Em 1937, um grupo de intelectuais modernistas, mormente arquitetos, ligados ao Ministro Gustavo Capanema, criou o Serviço do Patrimônio Histórico e Artístico Nacional (Sphan) com uma articulação discursiva para a proteção legal de bens culturais sobretudo do período colonial. O Sphan ancorava-se na intenção de localizar e valorizar os suportes da nacionalidade, seja por meio de tombamentos, seja por diversas intervenções de conservação e restauro. Objetivando sobretudo um viés contemplativo e celebrativo dos bens protegidos, as ações federais são a própria sinonímia do Sphan ao longo de décadas, e chamaram a atenção de várias gerações de pesquisadores desde os anos 1980 quando foram defendidas as primeiras teses e dissertações que as analisaram.

No começo da década de 1970, estruturaram-se políticas de preservação do patrimônio cultural em âmbito federal que recolocaram de maneira significativa os conceitos, as estratégias e os atores sociais historicamente envolvidos em sua atuação.
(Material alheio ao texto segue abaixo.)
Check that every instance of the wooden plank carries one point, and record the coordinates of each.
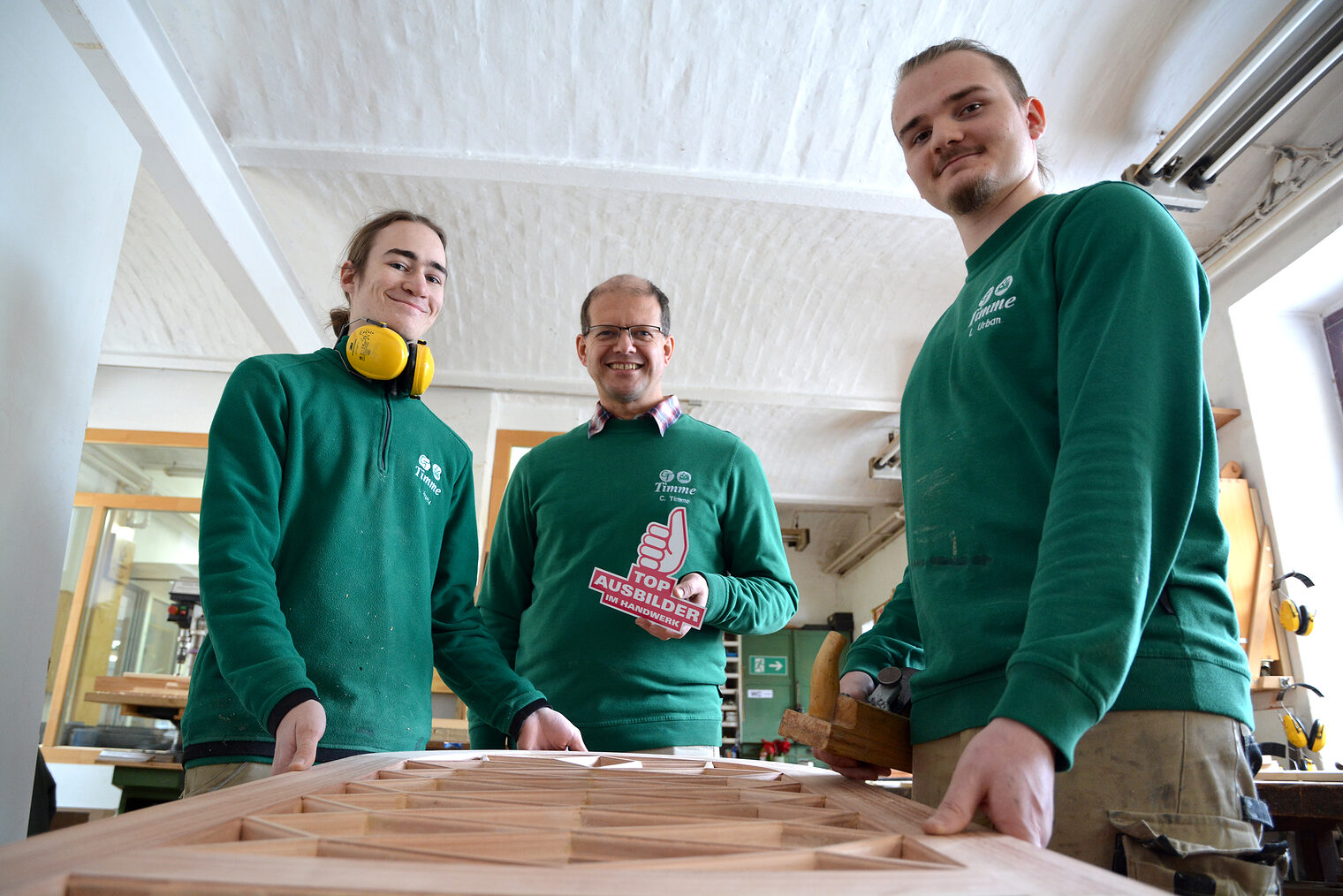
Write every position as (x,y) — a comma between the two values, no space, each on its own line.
(1256,648)
(148,437)
(1224,415)
(137,501)
(793,831)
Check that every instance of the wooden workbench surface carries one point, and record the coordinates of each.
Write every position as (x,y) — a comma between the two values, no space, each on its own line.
(535,823)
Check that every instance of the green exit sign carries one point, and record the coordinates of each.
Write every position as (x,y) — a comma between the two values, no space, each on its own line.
(769,665)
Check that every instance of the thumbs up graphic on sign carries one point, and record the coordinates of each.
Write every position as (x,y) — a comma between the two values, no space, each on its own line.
(663,547)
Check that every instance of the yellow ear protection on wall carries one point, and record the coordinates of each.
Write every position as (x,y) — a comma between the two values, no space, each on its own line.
(1295,619)
(376,351)
(1296,733)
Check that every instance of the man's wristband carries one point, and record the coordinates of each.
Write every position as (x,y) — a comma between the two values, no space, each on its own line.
(516,728)
(285,704)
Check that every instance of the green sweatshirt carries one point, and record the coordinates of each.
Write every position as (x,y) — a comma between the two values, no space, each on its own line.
(1060,472)
(575,504)
(338,559)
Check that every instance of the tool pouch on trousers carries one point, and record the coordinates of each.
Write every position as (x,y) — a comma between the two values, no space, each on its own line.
(1203,854)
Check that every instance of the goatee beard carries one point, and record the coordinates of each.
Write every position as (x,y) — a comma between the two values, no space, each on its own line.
(974,196)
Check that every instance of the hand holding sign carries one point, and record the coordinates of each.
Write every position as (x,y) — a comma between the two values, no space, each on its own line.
(661,606)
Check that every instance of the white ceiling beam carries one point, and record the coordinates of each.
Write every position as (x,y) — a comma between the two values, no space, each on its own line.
(806,501)
(128,54)
(581,389)
(558,172)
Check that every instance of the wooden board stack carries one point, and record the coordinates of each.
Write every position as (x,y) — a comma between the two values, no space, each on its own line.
(519,823)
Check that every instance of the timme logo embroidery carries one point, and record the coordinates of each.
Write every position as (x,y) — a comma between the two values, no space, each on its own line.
(990,307)
(679,492)
(422,469)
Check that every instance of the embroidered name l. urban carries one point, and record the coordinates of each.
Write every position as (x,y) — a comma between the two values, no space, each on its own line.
(991,307)
(679,490)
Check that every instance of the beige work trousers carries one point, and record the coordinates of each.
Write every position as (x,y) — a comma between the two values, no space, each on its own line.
(203,779)
(1138,777)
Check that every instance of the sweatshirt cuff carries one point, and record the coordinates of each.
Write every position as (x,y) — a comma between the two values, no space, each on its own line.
(516,728)
(715,598)
(285,704)
(1049,704)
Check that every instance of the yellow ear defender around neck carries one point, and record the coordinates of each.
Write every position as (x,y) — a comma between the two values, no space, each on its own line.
(376,351)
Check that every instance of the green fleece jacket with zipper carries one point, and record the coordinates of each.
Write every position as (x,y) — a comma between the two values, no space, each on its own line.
(1060,480)
(338,560)
(578,504)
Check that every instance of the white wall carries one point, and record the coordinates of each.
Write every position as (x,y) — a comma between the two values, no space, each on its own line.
(67,168)
(872,583)
(818,591)
(134,398)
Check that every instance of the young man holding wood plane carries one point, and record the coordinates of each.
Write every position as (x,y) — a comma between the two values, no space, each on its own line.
(1080,679)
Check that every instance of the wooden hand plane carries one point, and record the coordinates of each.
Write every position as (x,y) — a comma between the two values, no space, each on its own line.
(845,725)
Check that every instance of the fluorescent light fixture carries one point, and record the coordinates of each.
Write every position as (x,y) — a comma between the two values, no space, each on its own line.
(868,544)
(1296,50)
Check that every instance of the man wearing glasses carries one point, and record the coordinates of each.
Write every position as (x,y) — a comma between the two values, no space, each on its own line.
(625,549)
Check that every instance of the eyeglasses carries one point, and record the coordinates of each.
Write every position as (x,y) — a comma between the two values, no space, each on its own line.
(607,333)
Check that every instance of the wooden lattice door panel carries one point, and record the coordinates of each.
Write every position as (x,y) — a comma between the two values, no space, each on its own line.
(516,823)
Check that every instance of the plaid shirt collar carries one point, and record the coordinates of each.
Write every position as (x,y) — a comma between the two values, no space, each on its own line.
(665,413)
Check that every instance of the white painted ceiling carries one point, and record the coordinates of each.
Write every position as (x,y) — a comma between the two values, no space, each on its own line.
(736,154)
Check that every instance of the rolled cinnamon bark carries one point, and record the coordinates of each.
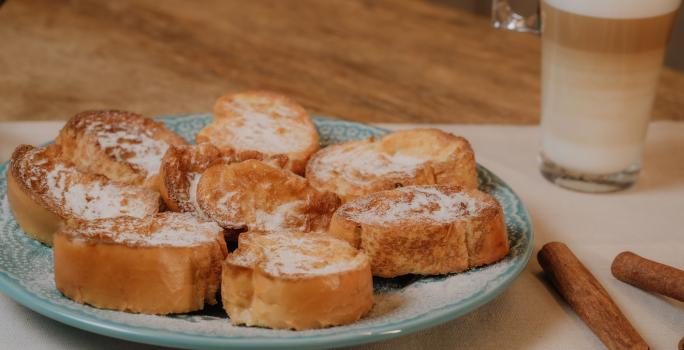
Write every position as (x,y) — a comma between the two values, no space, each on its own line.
(588,298)
(649,275)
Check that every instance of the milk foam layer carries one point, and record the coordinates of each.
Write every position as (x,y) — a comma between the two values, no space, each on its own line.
(616,8)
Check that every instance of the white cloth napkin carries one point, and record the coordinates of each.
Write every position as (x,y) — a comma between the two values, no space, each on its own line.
(647,219)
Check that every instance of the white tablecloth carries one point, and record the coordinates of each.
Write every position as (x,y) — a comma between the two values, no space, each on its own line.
(647,219)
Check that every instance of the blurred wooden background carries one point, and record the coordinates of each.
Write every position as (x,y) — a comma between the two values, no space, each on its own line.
(372,61)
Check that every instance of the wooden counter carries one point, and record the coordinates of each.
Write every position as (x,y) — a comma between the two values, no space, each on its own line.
(373,61)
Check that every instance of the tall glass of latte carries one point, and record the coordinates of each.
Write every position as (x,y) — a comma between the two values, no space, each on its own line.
(600,65)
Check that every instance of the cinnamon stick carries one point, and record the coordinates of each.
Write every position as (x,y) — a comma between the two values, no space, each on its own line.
(588,298)
(649,275)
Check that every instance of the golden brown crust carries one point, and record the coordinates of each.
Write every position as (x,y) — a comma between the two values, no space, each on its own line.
(424,229)
(264,122)
(259,196)
(266,283)
(119,268)
(45,191)
(182,165)
(403,158)
(124,146)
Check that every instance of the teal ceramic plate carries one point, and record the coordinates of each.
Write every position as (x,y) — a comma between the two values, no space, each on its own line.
(403,305)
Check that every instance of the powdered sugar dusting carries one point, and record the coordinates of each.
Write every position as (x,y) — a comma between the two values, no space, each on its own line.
(134,145)
(84,196)
(171,229)
(192,194)
(414,203)
(258,131)
(283,216)
(363,163)
(285,254)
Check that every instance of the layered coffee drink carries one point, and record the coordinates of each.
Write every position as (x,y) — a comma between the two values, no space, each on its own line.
(600,66)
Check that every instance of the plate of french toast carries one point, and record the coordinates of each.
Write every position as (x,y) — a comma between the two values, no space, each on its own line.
(256,225)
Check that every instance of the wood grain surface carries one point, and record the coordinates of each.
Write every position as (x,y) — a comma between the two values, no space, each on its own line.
(372,61)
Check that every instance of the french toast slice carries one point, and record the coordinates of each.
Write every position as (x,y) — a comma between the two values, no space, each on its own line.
(168,263)
(255,195)
(298,281)
(182,167)
(425,230)
(412,157)
(264,122)
(46,191)
(124,146)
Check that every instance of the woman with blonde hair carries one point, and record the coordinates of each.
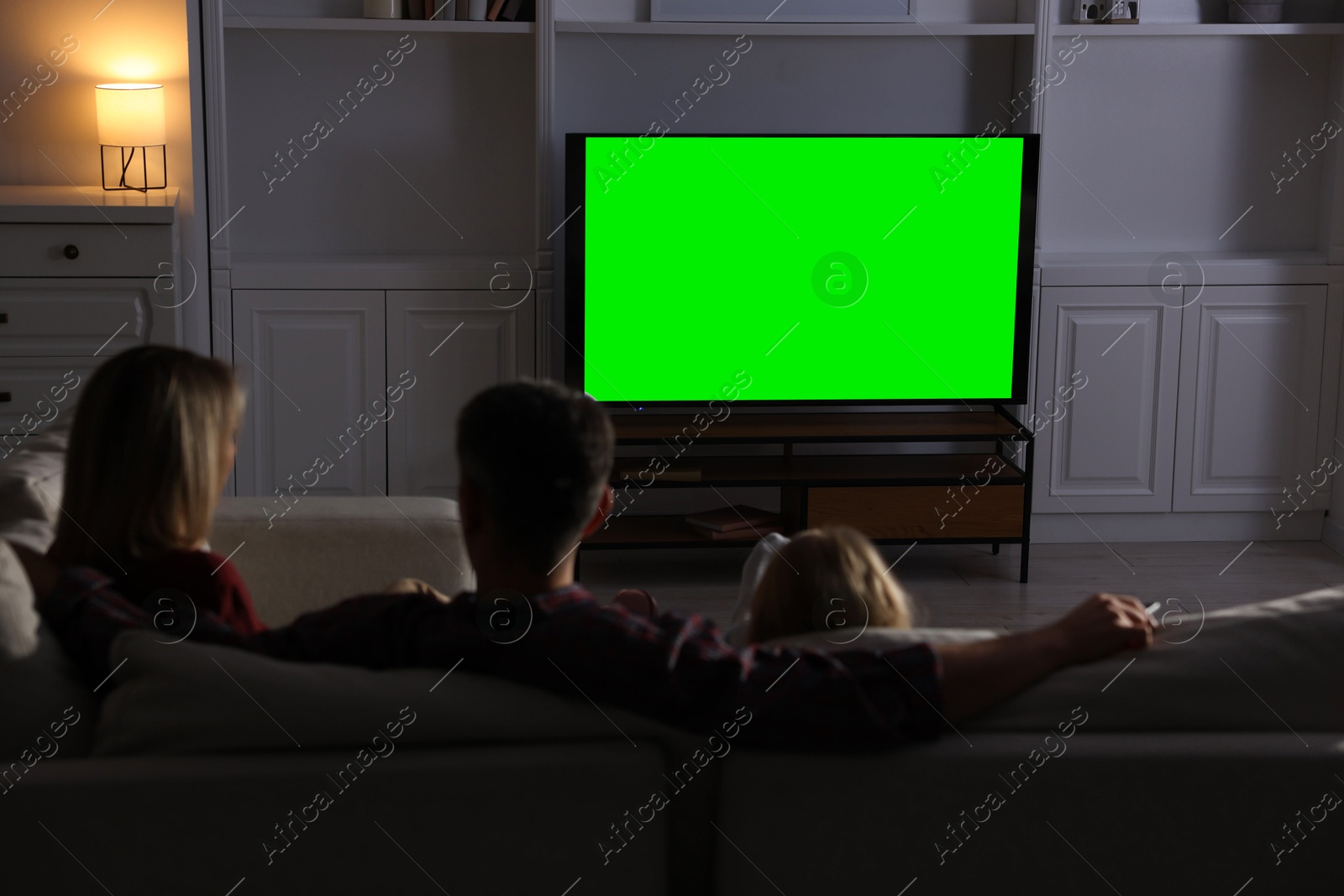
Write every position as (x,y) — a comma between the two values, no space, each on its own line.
(828,579)
(151,449)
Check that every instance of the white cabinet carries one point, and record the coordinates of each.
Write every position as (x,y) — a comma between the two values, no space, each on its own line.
(370,382)
(313,362)
(1109,446)
(456,343)
(1250,390)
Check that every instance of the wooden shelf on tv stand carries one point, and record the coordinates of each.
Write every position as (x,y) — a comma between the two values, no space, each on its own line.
(942,497)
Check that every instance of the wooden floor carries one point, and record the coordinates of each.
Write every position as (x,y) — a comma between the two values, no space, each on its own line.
(967,586)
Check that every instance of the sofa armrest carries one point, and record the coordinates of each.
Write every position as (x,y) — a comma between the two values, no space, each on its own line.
(329,548)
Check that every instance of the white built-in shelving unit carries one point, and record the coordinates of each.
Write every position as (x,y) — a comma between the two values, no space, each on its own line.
(1159,139)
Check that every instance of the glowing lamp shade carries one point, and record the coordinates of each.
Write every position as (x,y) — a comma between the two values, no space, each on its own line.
(131,114)
(131,130)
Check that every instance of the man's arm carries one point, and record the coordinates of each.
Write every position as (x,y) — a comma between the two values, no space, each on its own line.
(978,676)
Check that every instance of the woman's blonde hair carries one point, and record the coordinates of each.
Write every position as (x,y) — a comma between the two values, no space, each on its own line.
(830,579)
(145,453)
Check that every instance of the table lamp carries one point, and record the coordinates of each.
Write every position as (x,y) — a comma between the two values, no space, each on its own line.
(131,118)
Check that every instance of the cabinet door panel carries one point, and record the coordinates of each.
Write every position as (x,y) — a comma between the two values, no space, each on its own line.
(1109,448)
(313,362)
(1250,396)
(456,344)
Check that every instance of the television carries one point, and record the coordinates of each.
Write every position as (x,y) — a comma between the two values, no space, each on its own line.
(877,269)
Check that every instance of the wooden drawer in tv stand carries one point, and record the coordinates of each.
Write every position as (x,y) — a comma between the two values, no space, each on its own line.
(895,499)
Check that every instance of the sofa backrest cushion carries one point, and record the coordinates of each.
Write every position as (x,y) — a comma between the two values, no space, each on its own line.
(19,618)
(45,708)
(192,698)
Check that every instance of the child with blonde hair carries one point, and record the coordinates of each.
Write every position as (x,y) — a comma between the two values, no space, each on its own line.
(828,579)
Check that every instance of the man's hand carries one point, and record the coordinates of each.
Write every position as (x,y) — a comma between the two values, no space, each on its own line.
(1100,626)
(978,676)
(42,573)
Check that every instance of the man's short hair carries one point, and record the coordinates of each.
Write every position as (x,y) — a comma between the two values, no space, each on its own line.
(541,456)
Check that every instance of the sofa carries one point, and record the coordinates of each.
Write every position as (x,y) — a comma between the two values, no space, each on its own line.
(1205,766)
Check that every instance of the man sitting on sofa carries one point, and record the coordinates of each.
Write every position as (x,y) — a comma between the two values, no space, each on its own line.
(537,459)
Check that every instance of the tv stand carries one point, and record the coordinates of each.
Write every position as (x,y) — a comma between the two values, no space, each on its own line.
(937,497)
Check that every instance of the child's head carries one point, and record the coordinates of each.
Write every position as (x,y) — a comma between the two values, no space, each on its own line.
(150,452)
(830,579)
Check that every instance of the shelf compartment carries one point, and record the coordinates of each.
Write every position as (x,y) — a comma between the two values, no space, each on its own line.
(754,429)
(804,29)
(316,23)
(824,470)
(911,512)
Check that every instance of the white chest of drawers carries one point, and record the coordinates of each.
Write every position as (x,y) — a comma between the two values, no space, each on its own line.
(84,275)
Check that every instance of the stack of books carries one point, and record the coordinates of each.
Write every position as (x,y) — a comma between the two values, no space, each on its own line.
(738,523)
(461,9)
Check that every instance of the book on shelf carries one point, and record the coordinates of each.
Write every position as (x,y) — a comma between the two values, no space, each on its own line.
(738,517)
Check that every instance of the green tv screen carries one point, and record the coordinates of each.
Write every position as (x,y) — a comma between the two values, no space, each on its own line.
(875,269)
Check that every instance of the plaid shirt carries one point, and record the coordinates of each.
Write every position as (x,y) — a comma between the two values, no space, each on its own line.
(672,668)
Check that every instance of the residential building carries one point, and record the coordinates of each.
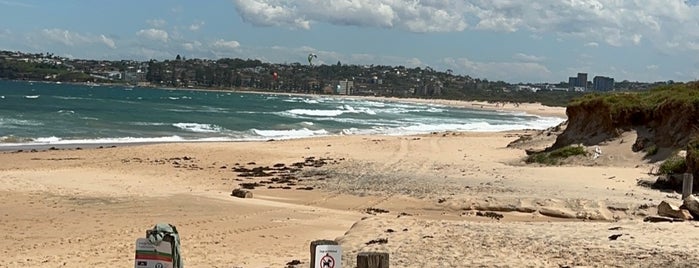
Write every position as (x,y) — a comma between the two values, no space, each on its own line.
(582,80)
(345,87)
(602,83)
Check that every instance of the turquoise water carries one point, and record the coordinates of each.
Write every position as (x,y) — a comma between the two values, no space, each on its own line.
(49,113)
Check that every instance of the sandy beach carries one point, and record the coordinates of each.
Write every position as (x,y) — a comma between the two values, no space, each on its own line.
(423,194)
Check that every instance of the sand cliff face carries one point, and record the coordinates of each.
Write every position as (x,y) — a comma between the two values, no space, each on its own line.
(669,125)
As transformações na forma de atuação e, sobretudo, na inserção política da preservação nos anos 1970 e seus desdobramentos no período da redemocratização, têm sido pouco estudadas e compreendidas pela historiografia nacional voltada à problematização das políticas patrimoniais. Apesar do crescimento expressivo de pesquisa nessa temática na última década, há ainda um grande vácuo crítico sobre o lugar da preservação nas políticas de Estado durante a ditadura civil-militar.

Sabe-se que os Encontros de Governadores de 1970 e 1972 foram momentos fundamentais de reorganização do aparato estatal na criação de um sistema nacional de patrimônio cultural envolvendo a União, os estados e municípios, e entidades públicas e privadas, como as universidades. A Diretoria do Patrimônio Histórico e Artístico Nacional (DPHAN) foi transformada em instituto, tendo suas atribuições reforçadas e modificadas.

O esgotamento da eficácia das práticas do órgão nos anos 1960 já levara à aproximação com a Unesco, à sedução pelo turismo e ao interesse pelo planejamento urbano, orientações que serão em boa parte absorvidas pelos projetos governamentais de preservação do patrimônio cultural consubstanciados pelo "Programa de Reconstrução das Cidades Históricas do Nordeste para fins turísticos", mais conhecido por Programa de Cidades Históricas (PCH), de 1973 em diante. A partir da gestão de Jarbas Passarinho no Ministério da Educação e Cultura, entre 1969 e 1974, as práticas federais de preservação se aproximaram dos temas da chamada "herança histórica". O projeto de "modernização conservadora autoritária" dos governos militares dos anos 1960 e 1970 incluiu os temas da educação e do patrimônio cultural, revalidando identidades criadas na era Vargas.

As ações do PCH, e o próprio campo disciplinar da preservação, serão imersas no referido projeto de modernização conservadora, levada a termo pelo regime militar como parte da estratégia mais ampla pelo Ministério do Planejamento. O PCH foi organizado a partir do final de 1972 como ação interministerial do Planejamento e da Educação e Cultura com vistas a realizar projetos de restauração em monumentos tombados nas cidades históricas do Nordeste. Gestado e gerido fora da área central do Iphan entre 1973 e 1979, o PCH foi um programa de governo para a preservação de cidades históricas no Brasil em que se buscou romper com as rotinas e as práticas históricas do patrimônio cultural de fiscalização de bens privados nas cidades tombadas (garantindo a preservação de certos critérios estético-estilísticos) e de restauração de monumentos considerados excepcionais.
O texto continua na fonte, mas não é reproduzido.